Klobuchar and about 15 other candidates below the top tier will face higher hurdles imposed by the Democratic National Committee to gain entrance into debates starting in September. For some, it may be getting late early in the race.

"If they're not in the debates, they have no campaign," said Larry Jacobs, a University of Minnesota political science professor. "Klobuchar's strategy has always been, we'll win -- or do well -- in Iowa. The question now is, will she make it to Iowa?"

Klobuchar had a buzzed-about line in last week's debate, after Washington Gov. Jay Inslee promoted his work on abortion policy. Otherwise, the Suffolk/USA Today poll suggests her performance was not particularly memorable: few Iowa Democrats named her when asked which candidates fared better or worse than expected.

Klobuchar is already qualified for the second debate, to be held July 30-31 in Detroit, because it has the same criteria as the first contest. 

But the DNC has created a higher bar for the third debate, scheduled for mid-September. Candidates will need 2 percent support in four separate polls released after June 28, and at least 130,000 donors. 

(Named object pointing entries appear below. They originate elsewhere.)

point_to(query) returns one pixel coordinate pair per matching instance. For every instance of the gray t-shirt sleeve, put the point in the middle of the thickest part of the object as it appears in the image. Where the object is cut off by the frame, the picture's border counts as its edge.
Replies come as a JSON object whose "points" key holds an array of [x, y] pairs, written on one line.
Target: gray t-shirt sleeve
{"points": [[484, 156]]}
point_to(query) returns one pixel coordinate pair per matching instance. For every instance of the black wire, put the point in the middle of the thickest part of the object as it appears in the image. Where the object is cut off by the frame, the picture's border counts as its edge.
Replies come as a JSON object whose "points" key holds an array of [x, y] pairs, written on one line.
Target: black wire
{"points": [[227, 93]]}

Klobuchar has already reached 2 percent in three polls since June 28, meaning she's likely to hit the polling requirement. But a campaign spokeswoman did not answer Wednesday when asked how close Klobuchar was to the 130,000 donor threshold.

All candidates are required to report their second-quarter fundraising numbers by July 15, revealing their standing. Some of the lower-tier candidates, including former Maryland U.S. Rep. John Delaney, have criticized the tougher criteria.

Klobuchar has campaigned in Iowa the past three days. She is scheduled to be in New Hampshire on Thursday, Saturday and Sunday, with an appearance in Texas on Friday.

"Iowa is a place that listens to people and picks winners and understands that people aren't as famous at the beginning," she told people in Oskaloosa on Tuesday.

The first debate showed how critical the national TV airtime will be: former Vice President Joe Biden stumbled in the polls after a performance widely perceived as weak, though he remains the frontrunner. U.S. Sen. Kamala Harris of California surged in polls after going on offense against Biden.

U.S. Sens. Elizabeth Warren and Bernie Sanders round out the top four, though Sanders' numbers have also sagged since the debate. 

"What we're seeing are tremendous opportunities for Democrats to set themselves apart on the night of the debates, but that narrative on who's winning or losing, it's now got legs and it's lasting for weeks until the next debate," Jacobs said.